Absolument, Béatrice. Je la cite : "Car il n'y a en fait rien d'ordinaire dans la surabondance de la beauté ordinaire. Il n'y a que nos yeux parfois si habitués qu'ils ne la voient plus."
Tania, Quelle histoire charmante!
On fait de belles rencontres à travers les blogs - vous en êtes aussi la preuve, Jane !
(J'ajoute un lien vers le vôtre : http://thebluelantern.blogspot.com/ )
Je suis son blog également où elle publie de très très belles choses. Tu parles très bien de son livre et de ce qu'elle est.
Bonne journée.
Merci, Marie. Il me semble que vous partagez cette sagesse et ce regard sur les choses. Bonne journée.
Les rencontres de blogs tressent une couronne
fleurie entre vous Tania, Brigitte, Marie, Dominique,
Célestine, Claudie, Zoé, Béatrice, Anne bien sûr ....
et toutes celles qui, comme moi, se contentent de contempler les branchages que vous nous offrez chaque jour...
Mille mercis de Fiorenza la rêveuse !
C'est très gentil, Fiorenza, d'y ajouter ces jolies fleurs !
Je me le suis offert .. il m'attend tranquillement.
Une lecture à savourer, à son heure.
Cela me fait penser au livre de Belinda Cannone "S'émerveiller""Parfois le silence règne, nous sommes paisibles et concentrés, la lumière est belle et notre regard vigilant : alors l'émerveillement nous saisit". Merci pour cette découverte Tania.
Je n'ai pas lu "S'émerveiller", merci pour la citation et bon week-end, Zoë.
De retour d'un merveilleux moment d'échange au marché de la Poésie à Paris, je découvre ce si gentil post, Tania. Je te remercie de ta lecture bienveillante et attentive.
Et cela me conforte dans ce que je ressens de plus en plus profondément : les mots, les livres, c'est du partage, et que faire de mieux que partager ?
Avec mon amitié, et dans le souvenir de ce temps d'échange en compagnie d'un chat perché dans les jardins de la Hulpe,
ANNE
Je me réjouis pour toi de ces échanges, Anne. Ce que tu as reçu des chemins voyage à présent grâce à ton livre qui m'est allé droit au coeur. La "chambre d'échos" continue à résonner. Bon dimanche !
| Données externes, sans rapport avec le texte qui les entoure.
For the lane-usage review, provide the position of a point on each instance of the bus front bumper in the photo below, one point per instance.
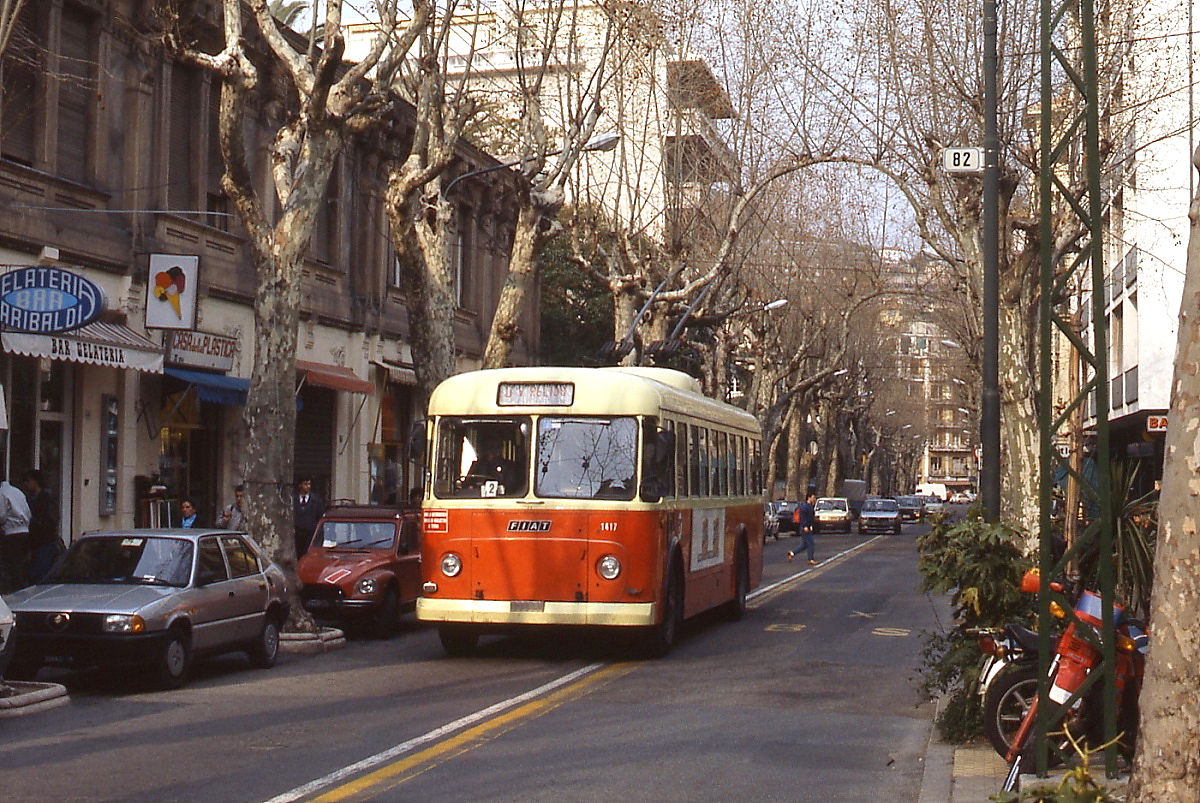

J'ai eu deux livres d'Anne entre les mains, livres que j'ai lus avec ferveur et dont j'ai admiré les délicates aquarelles, livres que j'ai offerts et qui ont beaucoup touché ceux qui les ont reçus... Que de talent et quelle sensibilité, ce fut certainement une formidable rencontre. Merci Tania, à bientôt. brigitte
Celui-ci circule aussi en d'autres mains - je me doutais que tu y serais également sensible, Brigitte, merci d'en témoigner.
Belle découverte en effet. La nature qui soigne et pourtant la nature et les paysages si mal traités. Nous sommes très nombreux je pense à la choisir comme médecin, que ce soit en marchant, ou plus simplement en s'occupant d'un jardin et même parfois de quelques pots. J'ai oublié ce qu'était une "mauvaise herbe". Tout pousse chez moi en harmonie et les abeilles s'en réjouissent. Bonne fin de journée, Tania !
On recommande en ville aussi de laisser pousser les plantes sauvages qui servent de relais et de nourriture aux insectes, il y en a de plus en plus sur ma terrasse et pour l'instant, avec la pluie, c'est du vert et du vert à profusion. Bonne soirée, Annie.
un livre qui donne vraiment envie, merci de nous faire partager ces belles lectures, bonne et belle journée, christine
Ravie de te retrouver ici, chère Christine, merci. Je t'écris bientôt.
Ce texte fait écho aux trois textes que j'ai publiés dimanche dernier , justement sur les brins d'herbe, la beauté de la nature qui donne à vivre : London, Bobin, Whitmann
Voici Anne Le Maître en excellente compagnie, merci Claudialucia.